Il megalodonte viene generalmente raffigurato come uno squalo mostruoso e di enormi proporzioni nei romanzi e nei film di fantascienza, come ad esempio “The Meg (2018)“, ma è la realtà è che le sue dimensioni corporee possono raggiungere un massimo di circa 15 metri, anche se rimane comunque una grande ragguardevole, se comparata a quella dei suoi parenti più stretti.

Una nuova ricerca pubblicata sulla rivista Historical Biology, ha osservato quanto questa specie fosse straordinariamente gigantesca, secondo Kenshu Shimada, paleobiologo della DePaul University di Chicago e autore principale dello studio.

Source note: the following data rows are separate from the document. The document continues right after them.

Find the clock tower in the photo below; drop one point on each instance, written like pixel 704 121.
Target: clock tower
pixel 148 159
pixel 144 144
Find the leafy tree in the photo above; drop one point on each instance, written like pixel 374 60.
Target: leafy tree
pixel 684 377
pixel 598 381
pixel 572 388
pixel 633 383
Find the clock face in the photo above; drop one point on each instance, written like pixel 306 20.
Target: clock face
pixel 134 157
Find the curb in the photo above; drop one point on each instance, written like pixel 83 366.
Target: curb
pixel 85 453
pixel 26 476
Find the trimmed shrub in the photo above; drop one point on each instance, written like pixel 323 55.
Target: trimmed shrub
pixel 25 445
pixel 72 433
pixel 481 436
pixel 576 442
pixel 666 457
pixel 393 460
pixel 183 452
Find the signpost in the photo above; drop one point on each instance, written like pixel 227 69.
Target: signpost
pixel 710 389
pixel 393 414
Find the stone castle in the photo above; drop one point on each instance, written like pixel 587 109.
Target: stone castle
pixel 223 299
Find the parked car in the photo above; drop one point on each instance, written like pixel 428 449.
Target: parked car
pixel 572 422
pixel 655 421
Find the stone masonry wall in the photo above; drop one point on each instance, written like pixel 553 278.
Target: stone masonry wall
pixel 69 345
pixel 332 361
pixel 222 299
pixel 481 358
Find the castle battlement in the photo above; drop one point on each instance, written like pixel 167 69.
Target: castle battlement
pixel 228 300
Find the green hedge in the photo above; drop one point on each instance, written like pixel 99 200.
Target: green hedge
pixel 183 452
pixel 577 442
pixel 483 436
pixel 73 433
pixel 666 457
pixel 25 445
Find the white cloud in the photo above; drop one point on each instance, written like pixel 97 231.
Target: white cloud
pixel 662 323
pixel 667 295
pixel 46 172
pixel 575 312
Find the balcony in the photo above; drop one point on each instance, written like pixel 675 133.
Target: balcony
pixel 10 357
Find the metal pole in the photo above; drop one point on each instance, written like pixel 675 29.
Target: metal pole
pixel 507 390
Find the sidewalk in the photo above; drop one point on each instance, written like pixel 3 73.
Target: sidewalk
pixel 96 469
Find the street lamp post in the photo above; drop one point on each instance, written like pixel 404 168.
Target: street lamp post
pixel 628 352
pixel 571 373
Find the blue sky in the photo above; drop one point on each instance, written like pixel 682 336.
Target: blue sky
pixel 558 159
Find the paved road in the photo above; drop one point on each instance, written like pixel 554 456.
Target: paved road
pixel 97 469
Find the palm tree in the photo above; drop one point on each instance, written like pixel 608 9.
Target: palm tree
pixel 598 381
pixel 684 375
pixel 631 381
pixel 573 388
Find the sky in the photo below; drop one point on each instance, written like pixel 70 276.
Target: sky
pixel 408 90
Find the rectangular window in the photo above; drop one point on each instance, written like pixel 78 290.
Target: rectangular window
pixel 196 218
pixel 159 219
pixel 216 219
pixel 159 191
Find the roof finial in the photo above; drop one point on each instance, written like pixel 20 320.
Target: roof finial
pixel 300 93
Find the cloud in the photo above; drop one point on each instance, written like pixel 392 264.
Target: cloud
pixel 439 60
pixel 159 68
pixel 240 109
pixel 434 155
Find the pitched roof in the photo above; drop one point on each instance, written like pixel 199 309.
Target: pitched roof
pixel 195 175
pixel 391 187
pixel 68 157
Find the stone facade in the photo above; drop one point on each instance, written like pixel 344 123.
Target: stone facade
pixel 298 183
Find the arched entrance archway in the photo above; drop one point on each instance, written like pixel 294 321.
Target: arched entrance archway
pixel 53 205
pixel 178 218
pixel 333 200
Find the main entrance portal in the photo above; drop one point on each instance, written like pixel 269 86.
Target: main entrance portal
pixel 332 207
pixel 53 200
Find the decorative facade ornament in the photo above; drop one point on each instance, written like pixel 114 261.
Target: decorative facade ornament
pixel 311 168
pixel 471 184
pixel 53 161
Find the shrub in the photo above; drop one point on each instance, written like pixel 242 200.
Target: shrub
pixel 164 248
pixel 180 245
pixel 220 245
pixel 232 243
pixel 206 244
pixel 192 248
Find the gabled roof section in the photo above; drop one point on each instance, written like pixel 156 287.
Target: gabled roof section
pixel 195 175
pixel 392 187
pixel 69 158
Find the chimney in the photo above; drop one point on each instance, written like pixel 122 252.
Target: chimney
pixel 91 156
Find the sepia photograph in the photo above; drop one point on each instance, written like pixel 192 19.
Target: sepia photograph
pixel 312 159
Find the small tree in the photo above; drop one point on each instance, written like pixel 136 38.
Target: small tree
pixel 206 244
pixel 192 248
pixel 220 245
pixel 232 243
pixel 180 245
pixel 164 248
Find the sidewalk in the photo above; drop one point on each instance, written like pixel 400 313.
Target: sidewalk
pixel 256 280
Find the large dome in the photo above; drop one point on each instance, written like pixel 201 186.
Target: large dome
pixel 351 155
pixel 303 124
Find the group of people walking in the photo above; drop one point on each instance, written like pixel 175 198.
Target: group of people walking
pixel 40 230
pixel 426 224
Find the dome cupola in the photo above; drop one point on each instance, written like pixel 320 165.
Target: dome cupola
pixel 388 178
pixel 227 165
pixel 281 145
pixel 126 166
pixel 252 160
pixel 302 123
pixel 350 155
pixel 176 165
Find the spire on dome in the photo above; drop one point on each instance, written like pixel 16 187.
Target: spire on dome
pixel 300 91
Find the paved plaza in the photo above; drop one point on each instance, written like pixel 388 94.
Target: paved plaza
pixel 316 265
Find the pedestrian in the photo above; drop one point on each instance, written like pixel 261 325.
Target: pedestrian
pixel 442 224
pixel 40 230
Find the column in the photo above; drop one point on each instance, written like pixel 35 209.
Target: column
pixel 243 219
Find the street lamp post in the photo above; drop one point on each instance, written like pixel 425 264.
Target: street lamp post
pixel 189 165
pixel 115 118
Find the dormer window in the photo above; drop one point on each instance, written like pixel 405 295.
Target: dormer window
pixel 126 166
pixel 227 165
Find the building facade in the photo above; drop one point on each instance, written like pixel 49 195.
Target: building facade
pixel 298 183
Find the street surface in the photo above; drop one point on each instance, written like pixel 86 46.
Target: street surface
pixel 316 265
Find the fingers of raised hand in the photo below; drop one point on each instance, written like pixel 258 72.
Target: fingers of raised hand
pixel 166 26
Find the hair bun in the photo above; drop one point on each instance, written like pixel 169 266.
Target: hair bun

Otodus megalodon, appartiene al gruppo di squali chiamato lamniformi, che ha una ricca documentazione fossile, ma la biologia delle forme estinte è poco conosciuta perché questi pesci cartilaginei sono per lo più conosciuti dai loro denti.

Sulla base delle misurazioni prese dai lamniformi non planctivori odierni, la ricerca presenta un’equazione che permetterebbe di stimare la lunghezza del corpo delle forme estinte proprio dai loro denti. Gli studiosi hanno dimostrato che si tratta realmente di un valore anomalo, dal momento che tutti gli altri squali non planctivori hanno un limite di dimensione generale di 7 metri.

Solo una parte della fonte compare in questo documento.